Frequency or severity of such events can be reduced by managing water systems to:
- reinstate natural wetting and drying cycles
- ensure adequate flows to re-oxygenate water.
In temperate areas, cyclical flooding in winter and spring removes excessive organic material from floodplains when there are more moderate temperatures, and bacterial activity is low. This watering also helps reduce the amount of leaf litter falling by alleviating water stress on vegetation.
In managed river systems, releasing more water from storages into the system may help flush blackwater and improve water quality, after floods have receded.
State and territory agencies have guidance and provisions for managing blackwater.
Murray-Darling Basin
The Murray-Darling Basin Authority (MDBA), the statutory agency responsible for managing the Basin’s water resources, manages the River Murray water quality monitoring program. The program maintains a uniform system for measuring, analysing and presenting data to create a picture of current and long-term river health.
Information generated by the program helps to assess the impact of human development in the river system, detect sources of pollution and respond to changes in condition such as algal blooms and blackwater events.

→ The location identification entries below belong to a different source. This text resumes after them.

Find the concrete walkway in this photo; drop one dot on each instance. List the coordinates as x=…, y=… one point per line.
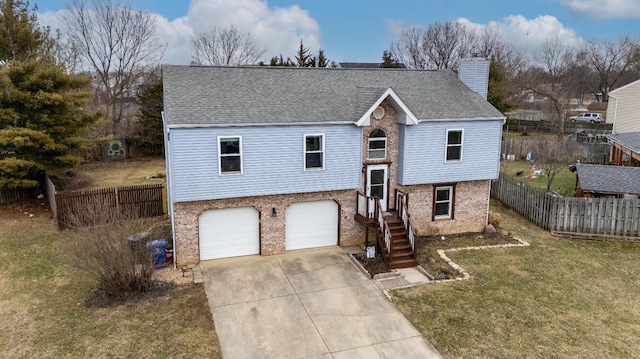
x=305, y=304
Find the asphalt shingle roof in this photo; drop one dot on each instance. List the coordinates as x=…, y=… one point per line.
x=630, y=140
x=609, y=179
x=195, y=95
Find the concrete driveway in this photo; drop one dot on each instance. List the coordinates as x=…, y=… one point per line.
x=305, y=304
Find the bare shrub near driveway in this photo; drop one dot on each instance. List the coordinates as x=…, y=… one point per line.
x=111, y=252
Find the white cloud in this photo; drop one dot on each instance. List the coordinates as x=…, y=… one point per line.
x=605, y=9
x=277, y=29
x=393, y=26
x=528, y=35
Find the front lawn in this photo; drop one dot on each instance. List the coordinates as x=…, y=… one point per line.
x=43, y=314
x=557, y=298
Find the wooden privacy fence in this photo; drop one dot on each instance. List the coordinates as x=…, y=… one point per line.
x=93, y=207
x=594, y=216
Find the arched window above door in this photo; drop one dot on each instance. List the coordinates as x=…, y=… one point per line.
x=377, y=145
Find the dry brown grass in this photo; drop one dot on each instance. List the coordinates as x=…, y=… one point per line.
x=42, y=309
x=114, y=173
x=556, y=298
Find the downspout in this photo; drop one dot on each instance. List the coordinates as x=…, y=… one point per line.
x=486, y=220
x=615, y=113
x=615, y=116
x=169, y=178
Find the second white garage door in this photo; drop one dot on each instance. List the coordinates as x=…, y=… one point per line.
x=311, y=224
x=229, y=232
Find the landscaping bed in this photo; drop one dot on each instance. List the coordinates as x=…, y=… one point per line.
x=373, y=266
x=427, y=250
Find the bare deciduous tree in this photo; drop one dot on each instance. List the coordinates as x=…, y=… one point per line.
x=225, y=46
x=408, y=48
x=610, y=62
x=549, y=77
x=118, y=44
x=439, y=46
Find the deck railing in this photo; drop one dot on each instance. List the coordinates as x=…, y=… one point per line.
x=383, y=226
x=402, y=200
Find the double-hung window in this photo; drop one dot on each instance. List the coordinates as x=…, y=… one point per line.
x=313, y=152
x=443, y=197
x=230, y=155
x=453, y=150
x=377, y=145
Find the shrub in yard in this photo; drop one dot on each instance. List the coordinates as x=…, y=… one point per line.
x=113, y=253
x=494, y=219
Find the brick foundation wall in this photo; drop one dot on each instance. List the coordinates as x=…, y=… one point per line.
x=272, y=229
x=470, y=211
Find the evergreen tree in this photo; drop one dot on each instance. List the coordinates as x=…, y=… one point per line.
x=388, y=61
x=303, y=58
x=150, y=120
x=41, y=118
x=42, y=106
x=323, y=61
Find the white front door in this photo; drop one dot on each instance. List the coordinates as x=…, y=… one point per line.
x=377, y=184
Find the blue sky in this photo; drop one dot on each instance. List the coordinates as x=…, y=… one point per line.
x=359, y=30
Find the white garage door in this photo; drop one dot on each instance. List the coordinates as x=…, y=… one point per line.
x=311, y=224
x=229, y=232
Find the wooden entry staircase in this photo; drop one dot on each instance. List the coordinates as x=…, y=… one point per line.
x=395, y=236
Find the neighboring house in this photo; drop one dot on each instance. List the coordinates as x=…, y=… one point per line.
x=608, y=181
x=623, y=110
x=625, y=149
x=261, y=160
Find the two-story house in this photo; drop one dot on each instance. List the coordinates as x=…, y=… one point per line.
x=261, y=160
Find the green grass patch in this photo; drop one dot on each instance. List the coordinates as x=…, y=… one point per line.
x=43, y=314
x=556, y=298
x=563, y=183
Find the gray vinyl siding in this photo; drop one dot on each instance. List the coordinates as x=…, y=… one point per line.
x=401, y=130
x=272, y=161
x=421, y=158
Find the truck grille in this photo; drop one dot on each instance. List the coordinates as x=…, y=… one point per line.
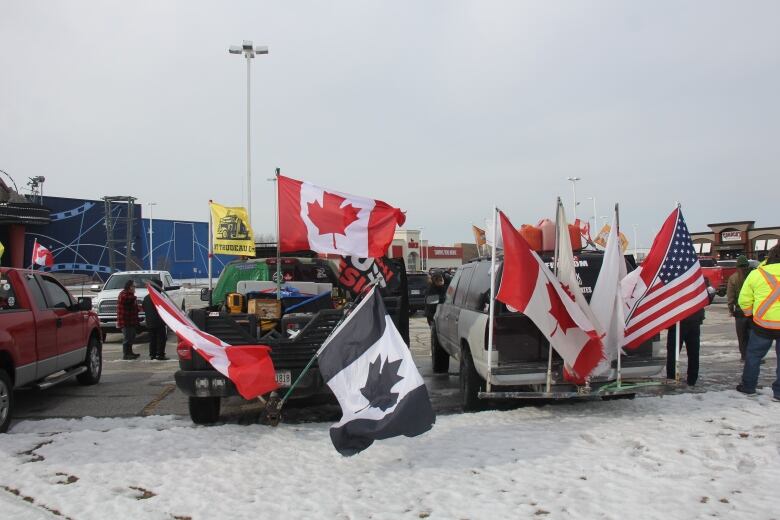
x=107, y=307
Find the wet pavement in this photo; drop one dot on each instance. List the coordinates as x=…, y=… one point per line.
x=146, y=387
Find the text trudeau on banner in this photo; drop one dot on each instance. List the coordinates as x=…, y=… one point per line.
x=311, y=217
x=231, y=230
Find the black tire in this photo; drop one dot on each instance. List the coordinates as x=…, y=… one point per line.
x=93, y=362
x=204, y=410
x=6, y=401
x=470, y=382
x=439, y=357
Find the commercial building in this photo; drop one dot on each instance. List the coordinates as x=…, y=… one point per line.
x=727, y=240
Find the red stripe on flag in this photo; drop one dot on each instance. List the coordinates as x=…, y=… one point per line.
x=381, y=228
x=293, y=234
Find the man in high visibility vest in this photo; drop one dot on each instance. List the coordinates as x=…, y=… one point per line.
x=760, y=299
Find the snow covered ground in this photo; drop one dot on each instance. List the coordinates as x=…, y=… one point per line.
x=703, y=455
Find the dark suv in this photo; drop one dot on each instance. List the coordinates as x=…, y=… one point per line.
x=520, y=350
x=418, y=287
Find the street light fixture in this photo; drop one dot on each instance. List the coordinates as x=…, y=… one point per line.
x=574, y=192
x=151, y=236
x=249, y=50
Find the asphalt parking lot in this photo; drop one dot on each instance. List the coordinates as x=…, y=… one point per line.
x=145, y=387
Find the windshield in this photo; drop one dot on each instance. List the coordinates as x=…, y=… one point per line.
x=118, y=281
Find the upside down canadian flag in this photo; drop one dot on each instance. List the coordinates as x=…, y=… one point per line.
x=528, y=286
x=325, y=221
x=249, y=367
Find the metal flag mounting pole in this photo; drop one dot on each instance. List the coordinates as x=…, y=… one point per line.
x=211, y=251
x=619, y=345
x=492, y=317
x=278, y=242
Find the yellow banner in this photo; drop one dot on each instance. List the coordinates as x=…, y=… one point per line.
x=231, y=231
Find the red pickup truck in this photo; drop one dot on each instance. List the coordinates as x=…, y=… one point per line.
x=46, y=336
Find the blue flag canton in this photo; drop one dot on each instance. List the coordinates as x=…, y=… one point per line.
x=680, y=256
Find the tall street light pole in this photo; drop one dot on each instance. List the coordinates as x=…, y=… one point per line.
x=249, y=50
x=151, y=235
x=574, y=193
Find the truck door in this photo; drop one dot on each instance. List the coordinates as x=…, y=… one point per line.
x=46, y=328
x=70, y=321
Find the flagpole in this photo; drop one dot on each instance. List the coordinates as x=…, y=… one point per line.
x=622, y=259
x=555, y=272
x=492, y=317
x=278, y=242
x=211, y=251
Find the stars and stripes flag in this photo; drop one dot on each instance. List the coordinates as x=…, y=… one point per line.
x=667, y=287
x=249, y=367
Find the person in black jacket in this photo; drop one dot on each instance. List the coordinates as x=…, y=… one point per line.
x=437, y=288
x=690, y=335
x=158, y=334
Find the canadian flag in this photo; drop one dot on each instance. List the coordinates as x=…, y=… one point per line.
x=528, y=286
x=325, y=221
x=42, y=256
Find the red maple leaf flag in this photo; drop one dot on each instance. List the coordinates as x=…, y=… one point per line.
x=528, y=286
x=326, y=221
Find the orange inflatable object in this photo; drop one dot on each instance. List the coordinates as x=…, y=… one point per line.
x=532, y=235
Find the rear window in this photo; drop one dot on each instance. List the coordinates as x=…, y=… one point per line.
x=8, y=301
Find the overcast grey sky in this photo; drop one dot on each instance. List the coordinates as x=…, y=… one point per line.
x=442, y=108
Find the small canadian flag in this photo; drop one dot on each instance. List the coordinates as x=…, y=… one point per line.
x=42, y=256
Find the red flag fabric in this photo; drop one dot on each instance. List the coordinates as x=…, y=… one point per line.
x=325, y=221
x=249, y=367
x=530, y=287
x=42, y=256
x=667, y=287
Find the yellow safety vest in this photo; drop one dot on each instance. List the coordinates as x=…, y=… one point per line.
x=760, y=296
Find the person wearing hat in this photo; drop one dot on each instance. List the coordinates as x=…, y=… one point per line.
x=158, y=334
x=742, y=323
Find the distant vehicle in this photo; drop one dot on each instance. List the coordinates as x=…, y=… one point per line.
x=105, y=301
x=231, y=227
x=46, y=336
x=418, y=281
x=520, y=354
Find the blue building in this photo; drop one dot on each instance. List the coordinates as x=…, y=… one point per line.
x=76, y=236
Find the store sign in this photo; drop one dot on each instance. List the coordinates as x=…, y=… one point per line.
x=731, y=236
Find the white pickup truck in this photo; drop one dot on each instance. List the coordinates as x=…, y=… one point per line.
x=104, y=304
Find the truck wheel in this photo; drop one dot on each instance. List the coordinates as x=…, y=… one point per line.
x=204, y=410
x=94, y=363
x=439, y=357
x=470, y=382
x=6, y=401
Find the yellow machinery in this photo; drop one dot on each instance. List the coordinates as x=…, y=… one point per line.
x=234, y=302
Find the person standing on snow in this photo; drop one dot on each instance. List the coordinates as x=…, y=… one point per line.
x=759, y=299
x=733, y=287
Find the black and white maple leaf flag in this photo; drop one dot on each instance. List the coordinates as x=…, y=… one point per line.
x=369, y=368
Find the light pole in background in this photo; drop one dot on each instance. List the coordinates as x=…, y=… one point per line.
x=151, y=234
x=574, y=193
x=249, y=51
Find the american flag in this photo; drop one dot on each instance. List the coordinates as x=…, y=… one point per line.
x=667, y=287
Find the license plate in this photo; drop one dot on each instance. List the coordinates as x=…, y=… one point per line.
x=283, y=378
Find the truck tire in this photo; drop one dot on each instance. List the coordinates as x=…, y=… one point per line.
x=93, y=362
x=470, y=382
x=6, y=401
x=440, y=360
x=204, y=410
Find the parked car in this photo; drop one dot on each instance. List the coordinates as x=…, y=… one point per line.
x=46, y=336
x=418, y=281
x=520, y=352
x=296, y=335
x=105, y=301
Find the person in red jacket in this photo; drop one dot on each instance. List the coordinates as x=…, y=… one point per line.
x=127, y=319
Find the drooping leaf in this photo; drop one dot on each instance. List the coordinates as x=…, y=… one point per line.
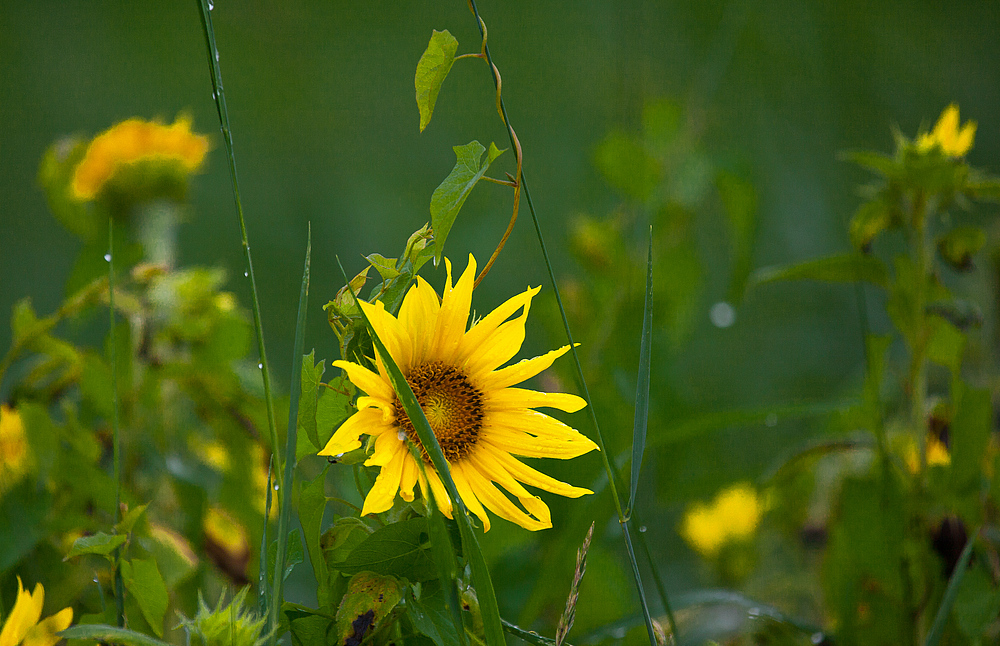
x=145, y=584
x=99, y=543
x=311, y=376
x=432, y=70
x=401, y=549
x=845, y=268
x=312, y=504
x=451, y=194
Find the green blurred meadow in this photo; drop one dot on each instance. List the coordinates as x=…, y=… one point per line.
x=321, y=99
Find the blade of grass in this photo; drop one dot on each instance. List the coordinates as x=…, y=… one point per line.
x=492, y=625
x=950, y=593
x=220, y=105
x=613, y=475
x=116, y=432
x=642, y=381
x=295, y=390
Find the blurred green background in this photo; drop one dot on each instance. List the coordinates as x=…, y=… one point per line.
x=322, y=106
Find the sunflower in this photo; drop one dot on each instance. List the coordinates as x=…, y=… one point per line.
x=479, y=419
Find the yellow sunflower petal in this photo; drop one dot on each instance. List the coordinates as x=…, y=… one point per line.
x=383, y=492
x=387, y=445
x=391, y=332
x=520, y=443
x=44, y=632
x=367, y=380
x=518, y=372
x=500, y=505
x=347, y=436
x=524, y=398
x=440, y=494
x=408, y=478
x=454, y=314
x=26, y=612
x=417, y=314
x=529, y=476
x=491, y=342
x=468, y=495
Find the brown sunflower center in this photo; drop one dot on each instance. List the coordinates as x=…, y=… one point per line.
x=453, y=406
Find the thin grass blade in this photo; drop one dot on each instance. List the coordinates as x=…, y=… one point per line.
x=220, y=105
x=492, y=625
x=642, y=381
x=295, y=391
x=115, y=426
x=950, y=593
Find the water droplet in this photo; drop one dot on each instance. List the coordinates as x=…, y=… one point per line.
x=722, y=314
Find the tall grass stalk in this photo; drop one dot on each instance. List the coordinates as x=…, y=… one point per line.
x=614, y=477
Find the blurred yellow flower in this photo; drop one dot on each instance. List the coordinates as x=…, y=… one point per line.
x=13, y=447
x=133, y=142
x=733, y=516
x=23, y=626
x=946, y=134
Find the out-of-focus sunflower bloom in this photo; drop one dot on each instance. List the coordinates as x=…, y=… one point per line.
x=732, y=517
x=168, y=150
x=947, y=135
x=22, y=626
x=14, y=452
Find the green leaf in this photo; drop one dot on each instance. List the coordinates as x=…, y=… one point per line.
x=959, y=245
x=386, y=267
x=401, y=549
x=311, y=376
x=110, y=635
x=845, y=268
x=293, y=554
x=430, y=616
x=312, y=504
x=145, y=583
x=432, y=70
x=370, y=597
x=642, y=380
x=969, y=434
x=871, y=219
x=99, y=543
x=451, y=194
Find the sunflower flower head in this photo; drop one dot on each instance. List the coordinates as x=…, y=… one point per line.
x=732, y=517
x=947, y=136
x=139, y=158
x=479, y=418
x=22, y=625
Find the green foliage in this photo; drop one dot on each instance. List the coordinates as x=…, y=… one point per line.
x=432, y=69
x=451, y=194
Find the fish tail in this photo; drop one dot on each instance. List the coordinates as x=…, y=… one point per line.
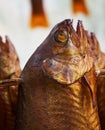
x=80, y=6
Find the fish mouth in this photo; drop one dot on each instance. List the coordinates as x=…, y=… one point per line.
x=65, y=71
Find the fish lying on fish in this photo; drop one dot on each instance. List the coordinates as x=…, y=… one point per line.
x=58, y=89
x=58, y=86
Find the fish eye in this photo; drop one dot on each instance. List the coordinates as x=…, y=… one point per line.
x=61, y=36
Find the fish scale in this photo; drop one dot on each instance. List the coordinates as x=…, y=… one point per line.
x=57, y=93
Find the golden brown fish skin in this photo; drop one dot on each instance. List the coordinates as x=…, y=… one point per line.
x=99, y=59
x=9, y=68
x=48, y=102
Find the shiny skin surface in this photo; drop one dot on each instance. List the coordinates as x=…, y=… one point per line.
x=99, y=58
x=59, y=84
x=9, y=68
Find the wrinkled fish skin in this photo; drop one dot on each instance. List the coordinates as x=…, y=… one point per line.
x=9, y=68
x=99, y=60
x=57, y=90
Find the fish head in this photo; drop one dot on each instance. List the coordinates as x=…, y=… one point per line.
x=62, y=56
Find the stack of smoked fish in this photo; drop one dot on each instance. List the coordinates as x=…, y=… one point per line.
x=62, y=85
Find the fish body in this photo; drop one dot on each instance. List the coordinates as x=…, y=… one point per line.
x=99, y=60
x=57, y=91
x=9, y=68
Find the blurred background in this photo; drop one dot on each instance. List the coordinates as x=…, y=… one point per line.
x=19, y=21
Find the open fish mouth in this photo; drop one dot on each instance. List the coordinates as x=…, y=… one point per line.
x=65, y=71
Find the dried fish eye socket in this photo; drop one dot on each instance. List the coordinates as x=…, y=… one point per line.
x=61, y=36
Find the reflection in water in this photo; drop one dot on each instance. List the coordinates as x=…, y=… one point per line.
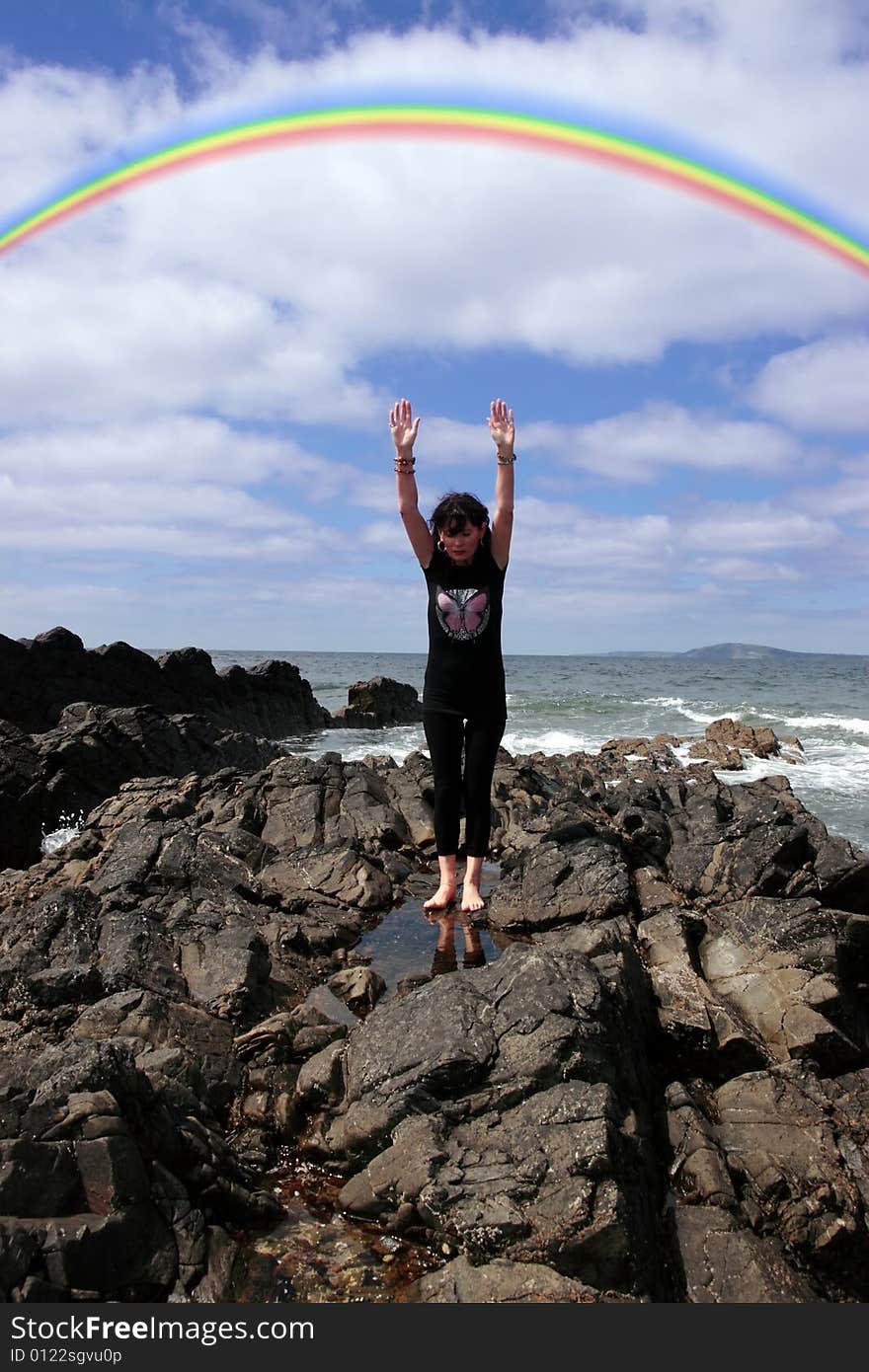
x=445, y=956
x=316, y=1253
x=401, y=946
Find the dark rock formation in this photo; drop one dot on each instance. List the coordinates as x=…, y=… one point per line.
x=40, y=676
x=379, y=703
x=658, y=1093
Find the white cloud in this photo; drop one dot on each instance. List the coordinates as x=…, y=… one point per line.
x=762, y=527
x=639, y=445
x=261, y=284
x=144, y=342
x=822, y=386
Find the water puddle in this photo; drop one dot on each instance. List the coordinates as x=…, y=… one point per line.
x=411, y=943
x=317, y=1256
x=316, y=1253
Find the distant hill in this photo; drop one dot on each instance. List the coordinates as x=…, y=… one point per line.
x=743, y=651
x=732, y=653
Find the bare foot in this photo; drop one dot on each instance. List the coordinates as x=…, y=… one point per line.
x=471, y=897
x=443, y=896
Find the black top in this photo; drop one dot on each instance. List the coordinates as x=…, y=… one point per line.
x=464, y=674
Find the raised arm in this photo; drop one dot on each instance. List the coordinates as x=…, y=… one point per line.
x=404, y=429
x=504, y=435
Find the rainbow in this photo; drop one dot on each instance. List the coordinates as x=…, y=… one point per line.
x=514, y=127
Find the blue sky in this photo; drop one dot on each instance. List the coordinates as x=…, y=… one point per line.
x=196, y=377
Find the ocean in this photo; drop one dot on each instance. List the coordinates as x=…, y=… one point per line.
x=576, y=704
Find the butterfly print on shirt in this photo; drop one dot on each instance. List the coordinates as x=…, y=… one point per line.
x=463, y=614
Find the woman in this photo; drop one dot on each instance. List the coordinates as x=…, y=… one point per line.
x=464, y=703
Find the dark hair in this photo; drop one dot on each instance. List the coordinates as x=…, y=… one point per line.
x=454, y=510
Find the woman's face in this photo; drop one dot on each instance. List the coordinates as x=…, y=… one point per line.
x=461, y=546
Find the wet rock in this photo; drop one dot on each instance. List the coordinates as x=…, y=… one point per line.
x=21, y=796
x=725, y=1262
x=379, y=703
x=228, y=973
x=39, y=676
x=357, y=987
x=573, y=877
x=798, y=1149
x=502, y=1281
x=774, y=963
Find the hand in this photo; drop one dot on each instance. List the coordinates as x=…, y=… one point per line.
x=502, y=426
x=403, y=426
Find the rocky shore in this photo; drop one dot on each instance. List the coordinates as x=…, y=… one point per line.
x=659, y=1091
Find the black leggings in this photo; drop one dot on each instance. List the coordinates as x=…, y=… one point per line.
x=446, y=735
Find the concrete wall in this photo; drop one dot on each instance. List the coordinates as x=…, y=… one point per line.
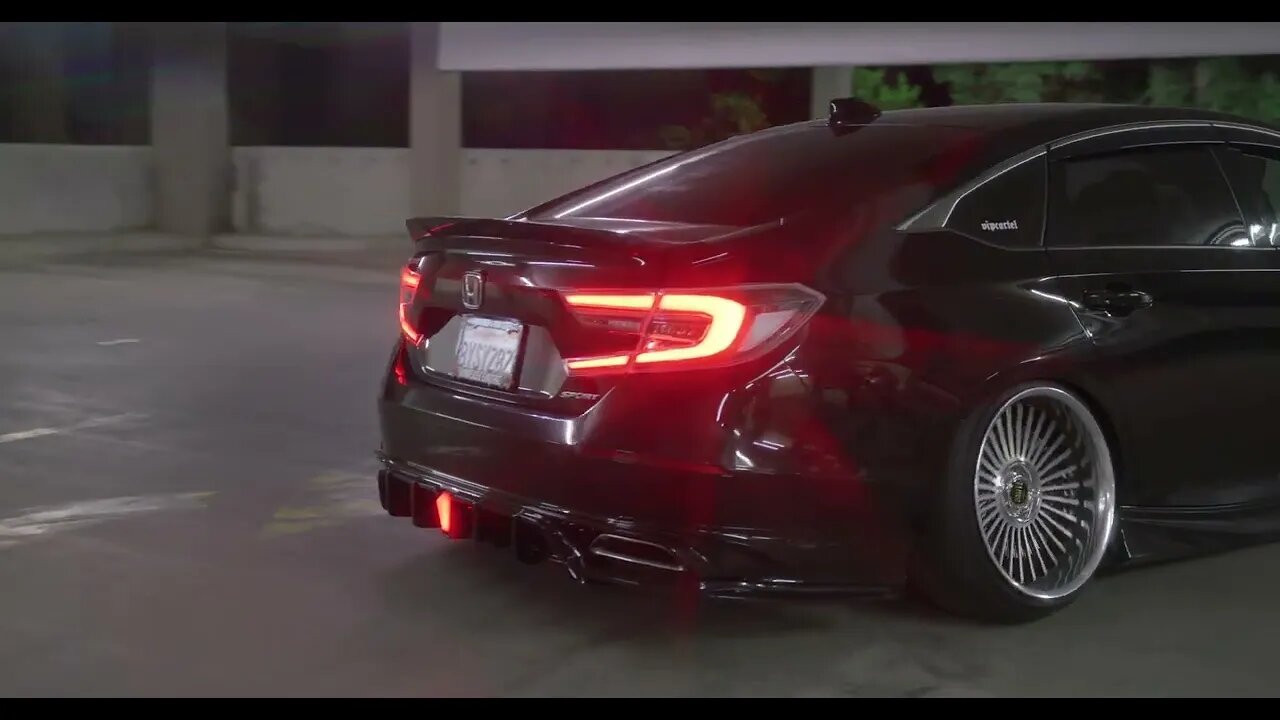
x=297, y=191
x=323, y=191
x=502, y=182
x=74, y=188
x=346, y=191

The Murray-Darling Basin Plan sets out a series of water quality targets which aim to:
- protect and enhance water quality in the Basin
- return more natural flow regimes to the system
- acquire water entitlements with the objective of returning more water to the environment.
These entitlements become part of the Commonwealth’s environmental water holdings and are managed to restore the health of rivers, floodplains and wetlands.
Environmental watering helps to achieve more natural wetting and drying cycles, flushing out toxicants, and improving overall water quality. Restoring natural flow regimes can shorten the time between floods, reducing the build-up of leaf litter and the severity of blackwater events.
Glossary
Carbon: element in all living beings and consumed by plant matter as carbon dioxide to produce energy, new organic matter and release oxygen.
Dissolved oxygen: form of oxygen in water which aquatic organisms are able to breathe through specialised respiratory systems.
Ecosystem: specific composition of animals, plants and micro-organisms which interact with one another and their environment.
Environmental water: water released from a reservoir to maintain downstream water levels, or water retained in a system to satisfy ecological requirements.
Floodplain: portion of a valley next to a river channel which is periodically covered with water during flooding.
pH: measurement of acidity and alkalinity, denoting the concentration of hydrogen ions in a solution. A pH of 7 is neutral.